Ave Mater Christi - “The most beautiful of all Marian allegories" McCreesh continues, “is that of the rose, symbolizing everything pure and immaculate. But, at the same time, it is the object of our desire - a flesh-and-blood woman." Mouton's Nesciens Mater meditates on the joyful mystery of Jesus' birth, and here the perfection of Mary, the Rose, finds a correspondence in the structure of the work itself: its eight parts disclose a complex quadruple canon, a material perfection in the very nature of the music. After so rarefied a beauty, the medieval English carol Ther is no rose of swych vertu provides refreshment in its lilting three-voice refrains. Howells's A Spotless Rose is a small masterpiece of early 20th-century English church music, evoking in its gently undulating melodic sweep the image of a rose caressed by a soft breeze and, at the end of the work, the shiver of the “cold winter's night". Adès's The Fayrfax Carol is a bittersweet nativity scene shot through with forebodings of Christ's Passion and death, springing from an opening figure which combines a rocking lullaby rhythm with a falling melodic sequence suggestive of weeping and lamentation.

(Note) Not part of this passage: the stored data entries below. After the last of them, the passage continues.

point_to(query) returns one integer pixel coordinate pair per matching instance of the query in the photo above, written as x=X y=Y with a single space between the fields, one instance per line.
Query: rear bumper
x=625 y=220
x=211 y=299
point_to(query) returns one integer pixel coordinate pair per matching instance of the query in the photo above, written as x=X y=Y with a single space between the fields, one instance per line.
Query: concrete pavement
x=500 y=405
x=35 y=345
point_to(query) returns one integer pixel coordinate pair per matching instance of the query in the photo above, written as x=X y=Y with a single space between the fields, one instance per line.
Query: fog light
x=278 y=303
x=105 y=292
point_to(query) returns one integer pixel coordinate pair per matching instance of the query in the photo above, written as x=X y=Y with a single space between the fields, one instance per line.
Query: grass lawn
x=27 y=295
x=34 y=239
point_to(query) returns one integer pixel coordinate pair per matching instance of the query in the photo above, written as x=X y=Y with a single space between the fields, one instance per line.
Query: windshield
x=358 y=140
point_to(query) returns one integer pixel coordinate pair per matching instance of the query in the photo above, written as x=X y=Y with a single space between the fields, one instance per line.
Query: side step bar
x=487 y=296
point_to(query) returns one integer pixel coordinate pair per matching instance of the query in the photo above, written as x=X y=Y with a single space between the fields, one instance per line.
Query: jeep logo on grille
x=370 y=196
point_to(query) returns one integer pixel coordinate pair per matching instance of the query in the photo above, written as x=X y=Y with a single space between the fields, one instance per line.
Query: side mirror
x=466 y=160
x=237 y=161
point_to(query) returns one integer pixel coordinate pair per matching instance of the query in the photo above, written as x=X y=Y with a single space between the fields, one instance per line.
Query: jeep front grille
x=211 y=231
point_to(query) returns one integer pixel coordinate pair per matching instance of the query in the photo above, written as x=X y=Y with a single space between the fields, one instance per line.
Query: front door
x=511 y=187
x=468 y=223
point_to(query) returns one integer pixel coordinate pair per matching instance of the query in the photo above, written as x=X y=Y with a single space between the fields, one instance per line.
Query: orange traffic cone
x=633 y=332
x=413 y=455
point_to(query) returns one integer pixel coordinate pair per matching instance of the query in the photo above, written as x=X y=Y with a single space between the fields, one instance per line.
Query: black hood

Juxta crucem lacrimosa - The anguish of a mother witnessing her son's death, intimated in the Adès, is fully realized in Palestrina's grave, double-choir setting of the Stabat Mater sequence. This great medieval poem, depicting Mary's sorrow at the foot of the Cross, concludes with a prayer to Mary for intercession. In connecting her human suffering with ours, it reaches to the very heart of Mary's significance to the faithful, a significance realized with stark power in Palestrina's work.
Sancta Maria, ora pro nobis - Pain and anguish are also strongly projected in the vehement cries of MacMillan's Seinte Mari Moder Milde. The text, another medieval English lyric, is an impassioned plea to Mary to “be myn help that I ne fall". Both Grieg's Ave Maris Stella and Bax's Mater ora filium capture a similar sense of yearning, though in a rather more succulent harmonic vein: Grieg luscious but brief, Bax expansively rhapsodic, treating the huge choir in a virtuosic and decidedly orchestral manner. The musical Book of Hours ends with Górecki's Totus tuus. McCreesh writes: “Totus tuus is a work that can be understood by anyone, regardless of nationality or religious background. Its hypnotic power is almost impossible to resist - we cannot help being immersed in the transcendence. It is this total sublimation to the love of the Virgin that is at the heart of so much Marian worship throughout the centuries."